In less than a minute a thief can slip under a vehicle and steal a catalytic converter worth $75-$400 at a scrap dealer, depending on the vehicle.
That's not small change, but it's the scrap dealers who are making the big money in the world of catalytic converter recycling. It's not the metal scrap from the converters that make them so valuable, it's the precious metals they contain: platinum, palladium and rhodium.
Typically, the scrap dealers remove the "guts" of the converters and send the cores overseas, where the precious metals are extracted. Catalytic converters differ greatly in size, depending on vehicle make, age and model, but the smallest of them may contain one-quarter ounce of platinum.
And at the close of business Monday on the New York Stock Exchange, platinum was valued at $1,330 per ounce; more than gold, which closed at $1,204. Palladium closed at $698 per ounce.
Those numbers didn't surprise Pete Carmean, who with Ray Kramer, owns Stoves 'N Stuff, Tamaqua, one of three local businesses hit by catalytic converter thieves Dec. 10. Other victims were Seitz Brothers, Hometown (three vehicles), and All American Jeep, Chrystler, Dodge, Tamaqua (11 vehicles).
A professional job
A battery-operated reciprocating saw is all it takes.
"Just the nature of how it was accomplished, it must have been a professional crew," Carmean said. "There were a number of vehicles parked here, and they knew what they wanted."
Carmean said that four company vehicles, trucks and vans, were parked next to each other overnight. The thieves took the catalytic converters from the three Ford vehicles, and skipped the Chevrolet.
"So they may have gotten a few hundred dollars from the three converters, but our cost to replace them was about $2,700," Carmean said. "Plus our insurance company looked at it as three separate incidents, so we had to pay the deductible on each one."
The cost trickled down to Stoves 'N Stuff customers, who had to wait a couple days for service on their stoves.
"Most of our customers rely on their stoves as an alternative heat source, to save money," Carmean said. "So they had to wait and rely on oil furnaces or electricity until we could get the vehicles repaired."
The Stoves 'N Stuff incident was typical of catalytic converter theft: thieves target SUVs and pickup trucks, which have more clearance underneath than smaller passenger vehicles. Thieves can slide under them and still have room to operate a saw; to steal one from a passenger vehicle, they'd have to jack it up, possibly activating an alarm.
Scrap dealers and recyclers, according to Pennsylvania law, are required to check out deliveries and only buy scrap from people who own a car dealership, garage or salvage yard. Additionally, salvage yard owners must have a permit to operate as a Junkyard, Automotive Dismantler and Recycler, issued from the state Department of Motor Vehicles, through one of seven district engineering offices.

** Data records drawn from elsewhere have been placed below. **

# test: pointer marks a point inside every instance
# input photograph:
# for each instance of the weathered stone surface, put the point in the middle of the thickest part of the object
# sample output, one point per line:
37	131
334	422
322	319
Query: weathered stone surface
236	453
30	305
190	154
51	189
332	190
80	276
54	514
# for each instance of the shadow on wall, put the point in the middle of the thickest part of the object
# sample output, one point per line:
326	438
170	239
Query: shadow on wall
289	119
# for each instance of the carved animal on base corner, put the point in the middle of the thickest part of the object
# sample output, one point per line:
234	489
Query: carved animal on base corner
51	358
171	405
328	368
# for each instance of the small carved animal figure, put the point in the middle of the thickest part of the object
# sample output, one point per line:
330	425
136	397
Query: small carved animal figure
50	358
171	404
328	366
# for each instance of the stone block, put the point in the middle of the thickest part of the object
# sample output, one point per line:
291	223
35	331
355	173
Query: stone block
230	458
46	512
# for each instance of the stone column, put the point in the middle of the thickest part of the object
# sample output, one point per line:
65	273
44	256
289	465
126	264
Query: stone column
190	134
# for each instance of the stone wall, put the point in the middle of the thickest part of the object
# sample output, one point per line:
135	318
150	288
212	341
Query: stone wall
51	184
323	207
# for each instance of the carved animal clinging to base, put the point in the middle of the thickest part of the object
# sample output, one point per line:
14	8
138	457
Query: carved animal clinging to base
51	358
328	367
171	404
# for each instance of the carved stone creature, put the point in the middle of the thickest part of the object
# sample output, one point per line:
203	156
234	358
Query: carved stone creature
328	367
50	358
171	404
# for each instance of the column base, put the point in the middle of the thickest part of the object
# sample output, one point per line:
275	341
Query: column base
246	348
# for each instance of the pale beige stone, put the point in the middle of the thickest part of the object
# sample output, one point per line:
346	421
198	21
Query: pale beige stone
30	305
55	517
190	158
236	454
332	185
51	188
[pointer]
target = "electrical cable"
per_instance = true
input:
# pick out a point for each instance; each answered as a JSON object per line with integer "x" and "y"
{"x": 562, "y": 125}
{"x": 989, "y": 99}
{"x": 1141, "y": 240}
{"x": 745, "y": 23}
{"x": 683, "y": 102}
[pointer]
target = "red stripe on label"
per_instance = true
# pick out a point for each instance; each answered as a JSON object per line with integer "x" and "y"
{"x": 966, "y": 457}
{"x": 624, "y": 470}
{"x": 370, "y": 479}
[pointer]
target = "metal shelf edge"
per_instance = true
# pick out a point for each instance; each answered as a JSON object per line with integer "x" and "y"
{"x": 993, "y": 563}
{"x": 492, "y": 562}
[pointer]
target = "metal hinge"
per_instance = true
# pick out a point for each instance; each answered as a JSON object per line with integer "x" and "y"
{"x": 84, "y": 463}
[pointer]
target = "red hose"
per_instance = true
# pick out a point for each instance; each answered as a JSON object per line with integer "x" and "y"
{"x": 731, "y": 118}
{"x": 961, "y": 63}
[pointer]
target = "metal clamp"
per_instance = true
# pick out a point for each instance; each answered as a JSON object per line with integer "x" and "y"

Recycling catalytic converters for metal scrap and precious metals can be a legitimate business, lucrative and environmentally responsible and it's a shame that thieves are casting it in a bad light, said Savannah Heiser, Susquehanna Recyclers, Harrisburg.
"There are many different grades of catalytic converters, according to the age and size, for example, and we send them overseas for the metal to be extracted," Heiser said. "We only buy from people who can present a copy of their business license and we get photo I.D. and license plates."
The outside of the catalytic converter is also recycled, and may be refurbished and resold as "reconditioned," she added. When a vehicle has to be salvaged, the catalytic converter is one of its most valuable parts, she pointed out.
What you can do
So what steps can average people take to make sure thieves don't steal their valuable catalytic converters? Vehicle owners can do their best to avoid leaving their vehicle after dark in large lots, such as commuter lots, company parking lots and shopping center lots, according to Nationwide Insurance, which created a fact page on the matter.
Other measures include adding or enhancing a vehicle security system. Most newer vehicles have a system which reacts when a door or window is compromised; however, a security system may not activate because something is cut from underneath the vehicle. A top-of-the-line system will trigger at the slightest motion.
Vehicle owners can opt to have the catalytic converter secured to the vehicle frame by welding a piece of hardened steel between the two. However, if the exhaust system ever needs to be repaired, an auto repair shop will have to cut the converter off with a torch.
Carmean from Stoves 'N Stuff had one other piece of advice.
"About a week before it happened, we think they were here, kind of casing it out," Carmean said. "We didn't think much about it then, but of course we do now."
"People shouldn't hesitate to report any suspicious people or vehicles," he added. "These people obviously had a plan, and knew what was worth taking."